Pertama, sambutan dari Ketua Umum PP Muhammadiyah pada ta’ziyah virtual hari pertama. Tentu tidak diragukan lagi, Prof. Haedar Nashir adalah seorang — menurut saya— pemilih bahasa yang baik. Sehingga ungkapannya penuh dengan rasa teduh, bersahabat dan mewakili kaum yang diwakilinya. Demikian pula sambutan ta’ziyah dari Ketua Umum PBNU, KH Yahya Cholil Staquf, KH Musthafa Bisri dan Menteri Agama RI, Yaqut Cholil Coumas menunjukkan kekhasan kaum pesantren yang kuat dan memberi kedalaman doa sedemikian rupa yang melegakan hati, teduh dan bersahabat. Secara pribadi saya suka dengan iftitah dari KH Yahya Cholil Staquf dan KH Musthafa Bisri.
Kedua, meskipun kejadiannya sudah amat sangat lama, tapi masih terasa segar dalam ingatan penulis adalah sambutan ta’ziyah Allahuyarham KHA AR Fachruddin dalam peristiwa wafatnya seorang aktivis HMI sekitar tahun 1979 atau 1980an di Deamangan Yogyakarta. Saat itu para hadirin terutama teman-teman aktivis HMI umumnya tepekur dan menunjukkan rasa haru yang mendalam. Pada saat Allahuyarham KH AR Fachruddin memberi sambutan suasana itu berubah. Pasalanya Pak AR Allahuyarham menyampaikan tausiyah ta’ziyahnya dengan membuka hati dan wawasan yang hadir dengan suasana gembira. Namun demikian tetap mengungkapkan hal-hal yang pokok saja dalam ta’ziyah.
Ketiga, saat saya menghadiri ta’ziyah warga Gunungkidul yang kebetulan seorang tokoh/sesepuh Katolik. Pasteur / Romo yang menyampaikan wejangan ta’ziyah saat itu penuh semangat dan penuh ungkapan gembira. Kira-kira –yang masih saya ingat—beliau mengatakan bahwa tokoh yang wafat itu sudah memperoleh kegembiraan sejati karena sudah menunaikan tugas kehidupan dengan baik.
Keempat, saya amati dalam ta’ziyah virtual akhir-akhir ini ada beberapa tokoh yang menyampaikan ta’ziyah dengan lebih mengetuk pemikiran hadirin -–bahkan agak melupakan essensi ta’ziyah.
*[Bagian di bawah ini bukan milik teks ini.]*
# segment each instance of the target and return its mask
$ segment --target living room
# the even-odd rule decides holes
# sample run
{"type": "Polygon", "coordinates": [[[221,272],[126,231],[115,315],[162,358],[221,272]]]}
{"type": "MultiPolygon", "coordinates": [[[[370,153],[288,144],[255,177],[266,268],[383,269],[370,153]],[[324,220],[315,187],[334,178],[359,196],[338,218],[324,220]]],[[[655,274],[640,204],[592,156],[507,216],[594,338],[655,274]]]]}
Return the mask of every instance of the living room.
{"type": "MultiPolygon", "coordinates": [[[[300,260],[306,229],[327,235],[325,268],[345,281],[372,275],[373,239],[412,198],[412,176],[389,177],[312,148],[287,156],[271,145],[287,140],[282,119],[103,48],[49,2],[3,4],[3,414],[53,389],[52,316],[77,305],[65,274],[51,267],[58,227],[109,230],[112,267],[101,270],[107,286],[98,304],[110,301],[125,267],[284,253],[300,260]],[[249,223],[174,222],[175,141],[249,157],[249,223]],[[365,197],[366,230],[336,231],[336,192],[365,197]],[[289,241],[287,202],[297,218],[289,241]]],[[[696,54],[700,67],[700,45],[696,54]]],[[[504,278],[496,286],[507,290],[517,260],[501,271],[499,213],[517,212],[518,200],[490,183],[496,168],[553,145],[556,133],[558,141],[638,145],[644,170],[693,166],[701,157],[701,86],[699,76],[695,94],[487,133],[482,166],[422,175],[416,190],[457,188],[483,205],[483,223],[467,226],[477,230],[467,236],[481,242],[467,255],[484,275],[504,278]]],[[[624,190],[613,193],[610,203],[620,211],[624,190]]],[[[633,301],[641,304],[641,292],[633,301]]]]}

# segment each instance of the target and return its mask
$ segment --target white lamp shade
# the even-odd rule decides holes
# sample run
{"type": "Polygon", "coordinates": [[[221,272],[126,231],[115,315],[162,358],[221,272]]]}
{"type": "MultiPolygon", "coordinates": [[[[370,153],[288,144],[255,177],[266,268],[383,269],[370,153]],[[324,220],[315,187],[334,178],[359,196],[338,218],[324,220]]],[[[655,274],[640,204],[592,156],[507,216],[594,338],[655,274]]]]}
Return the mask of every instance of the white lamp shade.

Malah ada juga tokoh yang mengungkanpkan rasa hormatnya kepada yang wafat demikian rupa dengan mengungkapkan rasa tidak hormatnya kepada tokoh yang lain. Seyogyanya sikap keta’dziman kita kepada seseorang yang wafat tidak perlu diikuti dengan ketidakta’dziman kepada orang lain yang diuangkan dalam jama’ah ta’ziyah (mu’aziyiin/mu’aziyaat).
“Adab orang berta’ziyah” kata Imam al-Ghazali, “menghindari sebanyak mungkin hal-hal yang tidak pantas atau tabu,” Sebaliknya orang yang ta’ziyah hendaknya “menampakkan rasa duka, tidak banyak bicara, tidak mengumbar senyum sebab bisa menimbulkan rasa tidak suka.” ‘Ala kulli hal, ta’ziyah yang terpenting adalah mendoakan agar yang wafat diampuni oleh Allah Tuhan Yang Maha Esa atas dosa-dosanya dan diterima semua amal ibadahnya. Jangan sampai orang yang kita antarkan dengan doa dalam ta’ziyah demikian ta’dzimnya masuk surga, sementara kita yang kusyu’ mendoakan kita “masuk neraka” karena kurang bijak memilah dan memilih kata.